The following section contains information on the Form processor feature. The provided examples rely on the FormProcAPI, running FormProcApp.exe in the command line.

In general, the API function OPFP_Process (or simply running FormProcApp.exe) iterates through all the recognized text fragments for each of the fields defined in the OPFD .yaml file. In case of a match, it is written to the output. The output is then ordered in the way described in the output format document.

A text fragment is a piece of text in one line that appears to belong together. For a text fragment unit one match is produced to the output by default. The regex rule has a multi feature that can override this, that is to parse more numbers in a line if that would be the real need.

In larger documents, like bank statements or other official documents with multiple columns, more text fragments can exist in a line.

The FormProc engine with the OPFD descriptor .yaml file as a flexible interface, is optimized for searching key-value pairs. This can be achieved the following ways:

  • Anchor as a separate field.

    Similar to the referring field, but there is a positional rule defined in the referring field referring to the so-called anchor field. For more informattion, see Anchor.

  • Regular expression capture groups.

    Through compound output, for more information, see Compound output.

Most often, the key is a known word of a set of words (vocabulary), though there is an option for a regular expression to be set as key. The value can be either an element of a vocabulary or an unknown string expected to follow certain pattern, that is appropriate for a regular expression.

The rules describe how to capture matches belonging to a given field that is either an anchor or a referring field.

It is assumed that the user is working with multiple files while editing a .yaml file. Multiple .yaml descriptors can exist together with a large number of input image files that are already converted to .fp (see Sample86) so that it is quickly processed and is reproducible. These examples are demonstrated here on one input file.

In the following examples we refer to an existing tool 'jq', that is publicly accessible at https://github.com/jqlang/jq. The user is able to jump in without having to write any code in a high level language initially. This jq tool is also able to work on many .json files in a directory by using *.json instead of a given .json file name. It is recommended to switch to multiple input/output files once the user is familiar with working on a single file. In the following examples, it is assumed that jq is accessible in path or this command was given:

guide>  Set-Alias -Name jq C:\install\run\jq\jq-windows-amd64.exe

Substitute your local installation path with this path.

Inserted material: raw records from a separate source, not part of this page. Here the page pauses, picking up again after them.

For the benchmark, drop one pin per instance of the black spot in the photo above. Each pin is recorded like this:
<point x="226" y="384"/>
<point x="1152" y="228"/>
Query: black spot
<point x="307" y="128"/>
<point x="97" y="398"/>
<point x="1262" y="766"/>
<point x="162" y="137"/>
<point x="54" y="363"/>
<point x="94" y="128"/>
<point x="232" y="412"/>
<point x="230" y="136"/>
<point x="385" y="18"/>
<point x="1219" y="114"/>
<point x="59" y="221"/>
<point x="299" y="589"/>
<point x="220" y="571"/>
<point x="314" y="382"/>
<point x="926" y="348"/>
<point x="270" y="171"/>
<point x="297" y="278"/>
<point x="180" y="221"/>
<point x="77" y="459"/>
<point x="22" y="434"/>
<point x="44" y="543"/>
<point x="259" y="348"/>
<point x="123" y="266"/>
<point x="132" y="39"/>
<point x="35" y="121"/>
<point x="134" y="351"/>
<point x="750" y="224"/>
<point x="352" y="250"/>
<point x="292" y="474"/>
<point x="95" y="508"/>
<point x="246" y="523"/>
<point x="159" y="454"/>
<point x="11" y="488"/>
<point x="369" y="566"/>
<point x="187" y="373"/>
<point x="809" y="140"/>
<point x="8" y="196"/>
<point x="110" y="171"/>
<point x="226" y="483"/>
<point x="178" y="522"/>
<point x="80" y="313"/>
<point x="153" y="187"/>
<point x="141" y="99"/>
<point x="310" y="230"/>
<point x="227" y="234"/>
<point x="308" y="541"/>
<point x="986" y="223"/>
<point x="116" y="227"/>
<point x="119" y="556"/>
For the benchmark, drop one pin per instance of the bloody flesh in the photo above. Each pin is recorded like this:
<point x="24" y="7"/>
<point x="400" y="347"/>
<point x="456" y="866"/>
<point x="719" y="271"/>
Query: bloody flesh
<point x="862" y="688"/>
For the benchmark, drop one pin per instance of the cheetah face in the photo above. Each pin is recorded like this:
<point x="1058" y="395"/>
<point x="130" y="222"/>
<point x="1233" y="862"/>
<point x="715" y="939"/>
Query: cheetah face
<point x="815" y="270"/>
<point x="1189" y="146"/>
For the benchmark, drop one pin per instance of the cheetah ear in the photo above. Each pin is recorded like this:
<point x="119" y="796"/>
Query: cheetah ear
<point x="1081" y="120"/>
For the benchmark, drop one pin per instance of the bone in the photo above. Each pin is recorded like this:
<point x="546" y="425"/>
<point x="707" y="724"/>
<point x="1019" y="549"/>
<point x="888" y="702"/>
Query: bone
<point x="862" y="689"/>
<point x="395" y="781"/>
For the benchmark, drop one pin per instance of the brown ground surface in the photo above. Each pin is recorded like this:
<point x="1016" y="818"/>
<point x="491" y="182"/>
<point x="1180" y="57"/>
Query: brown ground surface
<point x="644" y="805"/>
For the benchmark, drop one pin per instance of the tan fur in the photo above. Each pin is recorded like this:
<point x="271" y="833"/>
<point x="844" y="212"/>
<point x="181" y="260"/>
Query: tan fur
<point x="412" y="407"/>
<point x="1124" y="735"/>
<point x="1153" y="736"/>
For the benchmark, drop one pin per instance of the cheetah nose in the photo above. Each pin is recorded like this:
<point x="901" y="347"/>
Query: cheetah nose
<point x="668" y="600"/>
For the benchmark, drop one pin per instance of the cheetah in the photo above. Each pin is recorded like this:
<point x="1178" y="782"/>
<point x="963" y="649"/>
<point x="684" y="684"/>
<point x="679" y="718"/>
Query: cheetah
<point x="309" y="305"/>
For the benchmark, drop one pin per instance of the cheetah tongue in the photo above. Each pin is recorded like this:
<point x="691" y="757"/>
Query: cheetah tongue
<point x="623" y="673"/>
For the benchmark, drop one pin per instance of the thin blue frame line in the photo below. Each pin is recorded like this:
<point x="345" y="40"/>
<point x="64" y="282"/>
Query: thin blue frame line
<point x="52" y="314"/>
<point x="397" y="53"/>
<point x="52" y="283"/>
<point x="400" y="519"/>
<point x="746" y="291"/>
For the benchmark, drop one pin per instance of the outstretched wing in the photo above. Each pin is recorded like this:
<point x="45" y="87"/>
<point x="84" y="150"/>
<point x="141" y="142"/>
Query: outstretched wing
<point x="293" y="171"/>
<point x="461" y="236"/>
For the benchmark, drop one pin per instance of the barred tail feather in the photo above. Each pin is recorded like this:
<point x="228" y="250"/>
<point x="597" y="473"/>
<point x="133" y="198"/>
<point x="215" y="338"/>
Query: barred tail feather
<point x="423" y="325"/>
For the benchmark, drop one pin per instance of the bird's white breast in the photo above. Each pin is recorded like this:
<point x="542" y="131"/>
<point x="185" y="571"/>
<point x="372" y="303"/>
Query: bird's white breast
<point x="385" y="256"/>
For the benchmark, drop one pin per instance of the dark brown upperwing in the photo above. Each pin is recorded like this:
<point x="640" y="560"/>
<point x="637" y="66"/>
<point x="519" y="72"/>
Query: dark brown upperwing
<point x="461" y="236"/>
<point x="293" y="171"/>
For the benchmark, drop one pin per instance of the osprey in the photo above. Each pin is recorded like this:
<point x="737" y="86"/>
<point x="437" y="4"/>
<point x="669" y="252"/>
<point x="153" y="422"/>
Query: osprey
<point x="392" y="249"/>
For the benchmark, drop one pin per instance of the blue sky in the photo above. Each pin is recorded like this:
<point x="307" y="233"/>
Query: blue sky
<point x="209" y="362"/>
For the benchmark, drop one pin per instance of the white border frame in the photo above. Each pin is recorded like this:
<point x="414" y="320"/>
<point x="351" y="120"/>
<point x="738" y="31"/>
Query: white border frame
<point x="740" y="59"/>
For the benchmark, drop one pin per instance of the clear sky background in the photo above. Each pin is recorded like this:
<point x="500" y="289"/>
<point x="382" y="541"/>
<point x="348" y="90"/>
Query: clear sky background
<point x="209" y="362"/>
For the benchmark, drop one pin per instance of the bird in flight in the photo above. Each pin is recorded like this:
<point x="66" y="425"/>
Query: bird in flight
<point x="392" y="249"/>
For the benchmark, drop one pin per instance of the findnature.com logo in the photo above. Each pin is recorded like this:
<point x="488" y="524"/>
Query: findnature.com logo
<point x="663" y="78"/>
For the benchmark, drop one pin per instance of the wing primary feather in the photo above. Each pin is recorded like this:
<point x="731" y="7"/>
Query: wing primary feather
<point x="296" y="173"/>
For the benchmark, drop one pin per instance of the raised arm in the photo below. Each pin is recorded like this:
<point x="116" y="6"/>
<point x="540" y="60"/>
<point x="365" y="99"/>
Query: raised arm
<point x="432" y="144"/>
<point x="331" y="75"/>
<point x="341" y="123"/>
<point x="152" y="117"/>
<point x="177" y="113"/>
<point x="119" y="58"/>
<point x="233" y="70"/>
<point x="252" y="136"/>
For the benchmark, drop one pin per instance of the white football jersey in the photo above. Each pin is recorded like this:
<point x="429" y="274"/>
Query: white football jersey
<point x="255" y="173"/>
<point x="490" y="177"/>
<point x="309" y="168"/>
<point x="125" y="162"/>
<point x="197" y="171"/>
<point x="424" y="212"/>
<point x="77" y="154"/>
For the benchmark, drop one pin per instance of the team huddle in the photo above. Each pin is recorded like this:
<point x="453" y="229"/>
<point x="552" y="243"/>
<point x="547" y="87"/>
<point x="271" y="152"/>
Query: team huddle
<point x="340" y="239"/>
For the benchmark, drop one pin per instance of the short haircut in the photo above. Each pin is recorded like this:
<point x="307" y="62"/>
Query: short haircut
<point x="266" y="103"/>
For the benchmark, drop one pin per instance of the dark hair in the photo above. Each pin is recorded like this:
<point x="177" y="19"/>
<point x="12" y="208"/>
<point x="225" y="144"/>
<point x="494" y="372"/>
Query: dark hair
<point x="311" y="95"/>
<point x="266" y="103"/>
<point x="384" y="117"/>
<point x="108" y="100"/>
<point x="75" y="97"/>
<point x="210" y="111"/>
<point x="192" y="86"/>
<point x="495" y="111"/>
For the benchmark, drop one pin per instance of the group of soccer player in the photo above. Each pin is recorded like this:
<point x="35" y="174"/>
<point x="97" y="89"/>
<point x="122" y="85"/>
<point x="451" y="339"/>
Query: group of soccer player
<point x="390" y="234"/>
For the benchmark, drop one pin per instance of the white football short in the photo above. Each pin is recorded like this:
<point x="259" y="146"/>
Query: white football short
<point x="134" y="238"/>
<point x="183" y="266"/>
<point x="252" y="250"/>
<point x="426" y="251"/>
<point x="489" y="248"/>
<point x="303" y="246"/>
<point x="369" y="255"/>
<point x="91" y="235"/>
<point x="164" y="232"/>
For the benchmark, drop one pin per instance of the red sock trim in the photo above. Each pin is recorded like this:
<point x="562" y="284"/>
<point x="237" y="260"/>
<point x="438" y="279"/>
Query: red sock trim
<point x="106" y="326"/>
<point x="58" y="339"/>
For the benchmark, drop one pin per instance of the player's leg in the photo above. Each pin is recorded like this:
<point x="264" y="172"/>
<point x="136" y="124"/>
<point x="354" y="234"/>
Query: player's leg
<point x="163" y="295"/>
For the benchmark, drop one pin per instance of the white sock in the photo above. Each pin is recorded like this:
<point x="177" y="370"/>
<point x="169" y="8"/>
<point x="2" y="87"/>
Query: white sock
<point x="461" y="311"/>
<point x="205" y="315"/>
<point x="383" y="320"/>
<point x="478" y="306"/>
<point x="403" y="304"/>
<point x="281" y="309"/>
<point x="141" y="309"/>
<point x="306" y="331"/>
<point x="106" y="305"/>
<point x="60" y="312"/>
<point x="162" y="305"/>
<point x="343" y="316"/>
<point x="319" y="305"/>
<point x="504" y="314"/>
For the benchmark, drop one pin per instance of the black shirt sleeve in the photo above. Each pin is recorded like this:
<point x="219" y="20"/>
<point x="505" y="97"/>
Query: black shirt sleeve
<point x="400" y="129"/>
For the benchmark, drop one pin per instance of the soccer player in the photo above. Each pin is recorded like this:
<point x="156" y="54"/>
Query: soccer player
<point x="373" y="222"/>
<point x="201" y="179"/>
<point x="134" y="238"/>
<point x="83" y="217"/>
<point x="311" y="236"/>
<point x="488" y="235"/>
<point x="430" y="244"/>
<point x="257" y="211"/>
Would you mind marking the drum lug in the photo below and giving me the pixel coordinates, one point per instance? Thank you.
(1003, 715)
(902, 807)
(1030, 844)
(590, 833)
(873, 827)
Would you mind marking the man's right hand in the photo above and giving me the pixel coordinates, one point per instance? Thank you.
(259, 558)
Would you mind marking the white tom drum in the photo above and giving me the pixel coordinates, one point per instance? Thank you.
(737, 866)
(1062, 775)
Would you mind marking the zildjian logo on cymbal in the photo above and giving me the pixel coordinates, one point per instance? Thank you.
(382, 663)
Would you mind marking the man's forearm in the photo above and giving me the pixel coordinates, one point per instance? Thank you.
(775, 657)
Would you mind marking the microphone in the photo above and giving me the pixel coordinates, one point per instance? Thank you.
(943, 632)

It is recommended to apply a user-specific filtering logic after parsing the .json output by FormProc, such as using a third party address parser or validator, or add any special user logic.

The .json output can also contain a list further possible matches. This list is ordered by decreasing accuracy. The user has to deal with those multiple choices further, according to the higher level app's awareness.

FormProc does not intend to replicate any logic that a high level language like C# can already provide, it is assumed that the application is refining the .json output further as the use cases require.